The National Transportation Safety Board (NTSB) found ineffective communication with the other vessels and the pilot’s decision to overtake them in adverse conditions were the main causes of the incident.
No one was injured, but damages totaled more than $1.9 million, including $986,400 in damages to the vessel and $926,100 in damages to fender systems installed around the river bend.
Conditions made maneuvering difficult
The tanker Bow Tribute was transiting a bend in the lower Mississippi River when it attempted to overtake a vessel pushing two barges.
While the pilot of the Bow Tribute communicated with the other vessel, there was additional traffic in the area beyond the barges, including a towboat and a bulk carrier.
A strong current and high-river conditions made it difficult to maneuver, so the Bow Tribute stayed close to the shoreline to avoid the other vessels.
When the pilot lost sight of the vessel pushing the barges, he veered into the fender systems along the shore, grounding the Bow Tribute.

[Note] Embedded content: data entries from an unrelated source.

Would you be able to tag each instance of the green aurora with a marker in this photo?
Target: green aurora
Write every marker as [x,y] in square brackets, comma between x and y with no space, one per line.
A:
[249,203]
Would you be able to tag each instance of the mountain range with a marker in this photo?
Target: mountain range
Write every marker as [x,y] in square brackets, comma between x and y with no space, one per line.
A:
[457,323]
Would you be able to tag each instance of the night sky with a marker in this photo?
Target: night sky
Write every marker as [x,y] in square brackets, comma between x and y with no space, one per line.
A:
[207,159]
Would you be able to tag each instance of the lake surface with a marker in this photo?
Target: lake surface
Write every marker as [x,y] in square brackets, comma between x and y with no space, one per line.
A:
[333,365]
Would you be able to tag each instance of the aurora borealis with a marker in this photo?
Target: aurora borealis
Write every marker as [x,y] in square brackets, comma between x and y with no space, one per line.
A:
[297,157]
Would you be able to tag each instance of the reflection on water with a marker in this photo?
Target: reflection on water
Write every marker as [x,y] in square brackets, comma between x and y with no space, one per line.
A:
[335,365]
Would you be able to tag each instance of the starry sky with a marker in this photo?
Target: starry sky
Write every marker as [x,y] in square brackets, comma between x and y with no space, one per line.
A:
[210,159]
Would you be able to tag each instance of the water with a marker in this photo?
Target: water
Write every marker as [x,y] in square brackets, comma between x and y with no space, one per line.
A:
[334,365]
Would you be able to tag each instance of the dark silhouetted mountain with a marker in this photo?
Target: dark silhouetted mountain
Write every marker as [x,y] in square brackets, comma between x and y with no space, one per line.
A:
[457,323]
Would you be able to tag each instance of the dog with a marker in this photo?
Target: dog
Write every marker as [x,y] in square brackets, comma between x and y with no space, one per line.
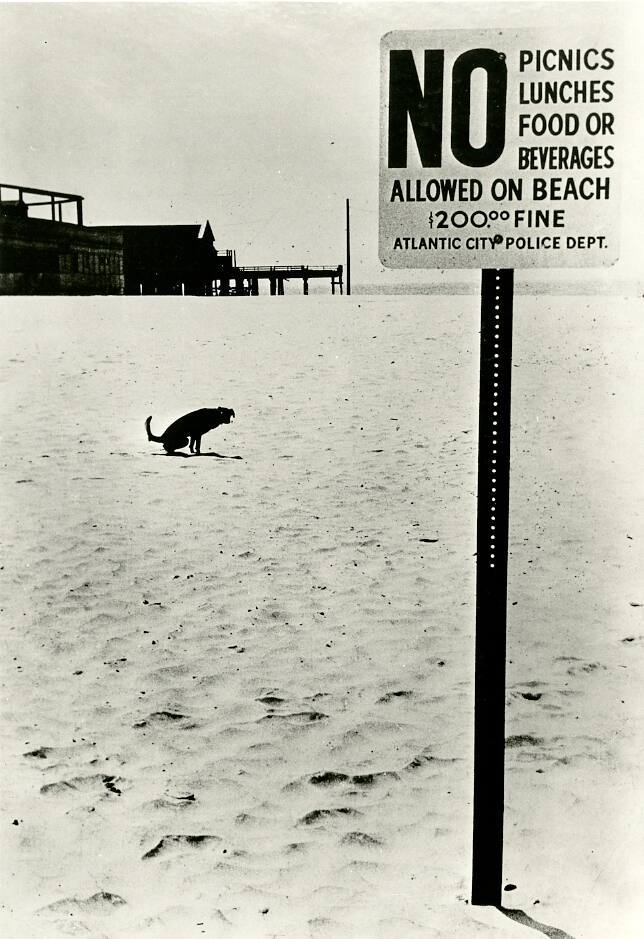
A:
[190,428]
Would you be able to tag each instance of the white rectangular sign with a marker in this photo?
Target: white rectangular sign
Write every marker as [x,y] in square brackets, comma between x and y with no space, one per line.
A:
[499,149]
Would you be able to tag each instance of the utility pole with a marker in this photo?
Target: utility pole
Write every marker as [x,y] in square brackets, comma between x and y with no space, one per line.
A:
[348,252]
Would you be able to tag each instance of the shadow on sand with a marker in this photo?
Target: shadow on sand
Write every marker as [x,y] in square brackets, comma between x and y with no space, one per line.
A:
[524,920]
[189,456]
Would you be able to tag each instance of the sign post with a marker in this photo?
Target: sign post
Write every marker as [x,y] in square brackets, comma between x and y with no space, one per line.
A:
[498,151]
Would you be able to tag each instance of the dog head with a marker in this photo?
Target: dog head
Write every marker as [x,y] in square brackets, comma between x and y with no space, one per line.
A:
[221,416]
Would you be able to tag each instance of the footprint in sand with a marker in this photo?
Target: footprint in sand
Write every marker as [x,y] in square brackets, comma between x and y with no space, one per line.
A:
[161,717]
[179,842]
[320,815]
[300,717]
[99,783]
[361,839]
[101,902]
[391,695]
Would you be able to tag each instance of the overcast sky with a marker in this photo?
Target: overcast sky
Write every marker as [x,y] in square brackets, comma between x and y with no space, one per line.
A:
[262,117]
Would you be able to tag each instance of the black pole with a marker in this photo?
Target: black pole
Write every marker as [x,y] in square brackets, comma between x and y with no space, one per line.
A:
[348,252]
[491,584]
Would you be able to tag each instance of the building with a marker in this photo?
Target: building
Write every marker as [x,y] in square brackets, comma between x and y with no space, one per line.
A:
[60,255]
[170,259]
[51,255]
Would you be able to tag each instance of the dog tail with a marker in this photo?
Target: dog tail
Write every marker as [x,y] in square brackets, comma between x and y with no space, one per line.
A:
[150,434]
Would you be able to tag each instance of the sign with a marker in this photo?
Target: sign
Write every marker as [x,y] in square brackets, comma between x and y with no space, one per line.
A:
[499,149]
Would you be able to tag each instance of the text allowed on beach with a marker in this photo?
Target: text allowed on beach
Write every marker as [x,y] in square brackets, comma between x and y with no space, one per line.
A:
[499,149]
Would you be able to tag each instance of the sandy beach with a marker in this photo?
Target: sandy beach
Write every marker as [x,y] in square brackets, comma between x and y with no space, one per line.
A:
[238,689]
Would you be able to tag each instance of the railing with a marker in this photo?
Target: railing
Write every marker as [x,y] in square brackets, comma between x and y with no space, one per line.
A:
[283,268]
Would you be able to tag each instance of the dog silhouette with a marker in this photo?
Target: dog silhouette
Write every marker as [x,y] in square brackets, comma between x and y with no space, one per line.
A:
[189,429]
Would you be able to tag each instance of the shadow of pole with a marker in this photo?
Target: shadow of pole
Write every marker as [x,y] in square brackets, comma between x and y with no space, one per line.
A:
[190,456]
[519,916]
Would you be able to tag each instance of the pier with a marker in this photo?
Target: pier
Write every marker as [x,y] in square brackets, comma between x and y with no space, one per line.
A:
[245,280]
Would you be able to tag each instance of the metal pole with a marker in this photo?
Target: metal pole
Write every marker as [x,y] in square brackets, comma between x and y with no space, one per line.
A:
[348,252]
[491,584]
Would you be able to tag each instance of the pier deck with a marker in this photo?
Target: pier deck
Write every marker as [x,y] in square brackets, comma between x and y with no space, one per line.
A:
[245,280]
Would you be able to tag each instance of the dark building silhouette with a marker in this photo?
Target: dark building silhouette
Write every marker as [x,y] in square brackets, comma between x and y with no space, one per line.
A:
[58,255]
[170,259]
[53,256]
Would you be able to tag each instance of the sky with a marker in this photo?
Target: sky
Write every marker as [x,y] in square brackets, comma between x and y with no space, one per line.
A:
[262,117]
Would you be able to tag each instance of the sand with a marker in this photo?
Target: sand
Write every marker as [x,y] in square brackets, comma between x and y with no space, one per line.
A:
[237,689]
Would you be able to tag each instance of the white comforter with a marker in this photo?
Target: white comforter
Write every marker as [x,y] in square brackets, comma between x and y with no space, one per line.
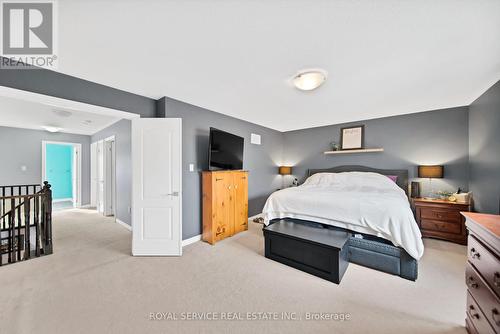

NTSB investigators determined the probable cause was the Bow Tribute’s pilot’s decision to overtake under adverse conditions as well as ineffective communication between him and the pilot of the vessel pushing the barges regarding where the overtaking maneuver would take place.
Assess and communicate
Despite being a maritime incident, this sort of situation can occur in a warehouse, on a loading dock or in a manufacturing facility.
Sometimes backing a tractor-trailer into a busy loading dock or using a forklift to pick up an awkward load requires both good communication and the ability to know when to wait, depending on conditions.
If there’s a lot of activity going on around where that tractor-trailer needs to back in, would it be safer to wait until that activity dies down a bit? If that trailer has to get backed in now, communicating to other nearby drivers and dock workers to look out for the additional traffic would be a good idea.
In the situation with the forklift and the awkward load, is it safe to use the forklift in question to pick up that load? Does the load require using an attachment on the forklift to make picking it up safer? If it’s safe for the forklift to pick up and spotters are necessary to ensure the load’s clearance and stability while it’s being moved, effective communication is most certainly needed between all parties.
Workers need to keep in mind that they should assess a tricky work situation before acting.
And if they do decide to move ahead in making that tricky maneuver – if it’s safe to do so, of course – they should ensure anyone who’s helping or who is working in the area knows exactly what’s going on.